Jack mengerutkan kening dan menatapnya. Sebelum kedua pria itu sempat berdebat di saat yang paling buruk, Rylan melambaikan tangannya, tetap menatap troll yang sedang menyerang. Jarak di antara mereka semakin mengecil dengan cepat. Ia berbicara.
"Mundur. Sekarang. Itu juga berlaku untukmu, Sarah."
Dia segera membalas dari belakangnya.
“Tuan muda, saya tidak bisa—”
"Ini perintah. Kau tidak akan ikut campur."
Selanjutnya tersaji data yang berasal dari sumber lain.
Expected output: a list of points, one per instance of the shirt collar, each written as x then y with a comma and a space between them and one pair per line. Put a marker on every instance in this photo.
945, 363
Nada suaranya tak memungkinkan adanya keberatan. Tak satu pun prajurit bersuara saat mereka menjauh. Begitu mereka berada beberapa meter jauhnya, Rylan berlari ke arah troll itu. Makhluk itu mencoba menerjangnya dengan bahunya.
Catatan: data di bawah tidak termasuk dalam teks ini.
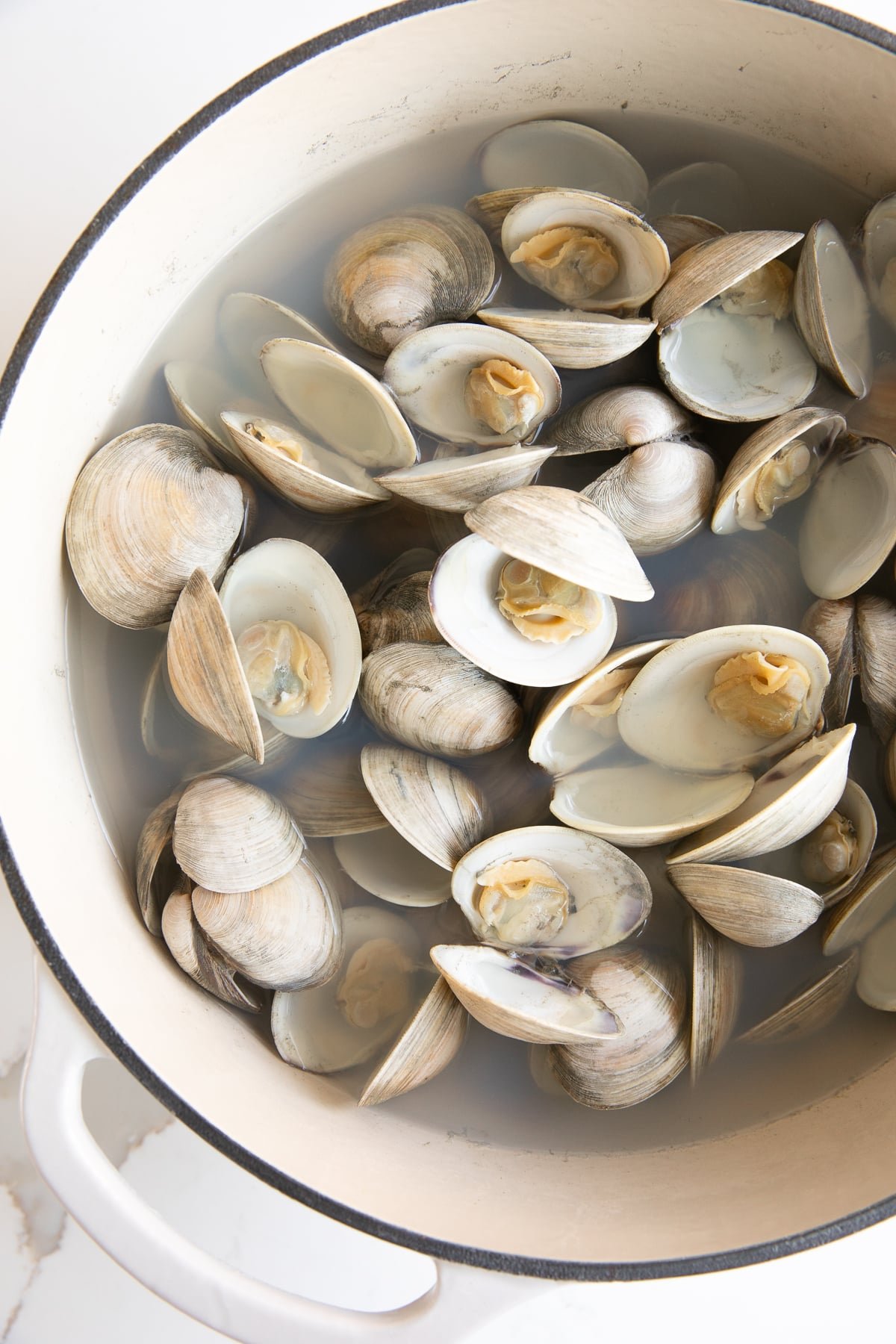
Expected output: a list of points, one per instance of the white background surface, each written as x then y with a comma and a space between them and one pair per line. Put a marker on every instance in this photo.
87, 90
Tangga Salju yang Turun: Melayang.
Kecepatannya tiba-tiba meningkat seiring mananya bersirkulasi secepat mungkin. Ia melompat ke samping, menghindari serangan itu. Dalam sekejap, gerakan menghindarnya berubah menjadi serangan saat pedangnya menancap di belakang paha troll itu.
Kulitnya lebih tebal.
Makhluk itu berhenti mendadak, membalikkan bumi karena ukuran dan beratnya. Kemudian, ia menatap sekelompok prajurit yang terus mundur. Rylan mengerutkan kening. Ia tak bisa membiarkan troll itu mengejar para prajurit. Tusukan lain mengenai bagian belakang lutut kanan troll itu. Makhluk itu menatapnya dan mencoba memukulnya dengan backhand. Ia merunduk, memanfaatkan fakta bahwa troll itu praktis harus berjongkok untuk menyerangnya. Pedangnya menggoreskan garis darah di perut troll itu. Ia pun berbicara.
"Ini kau dan aku. Jangan mengalihkan pandangan, sekarang."
Sudah saatnya baginya untuk membunuh musuh terkuat yang dihadapinya dalam hidup ini sejauh ini.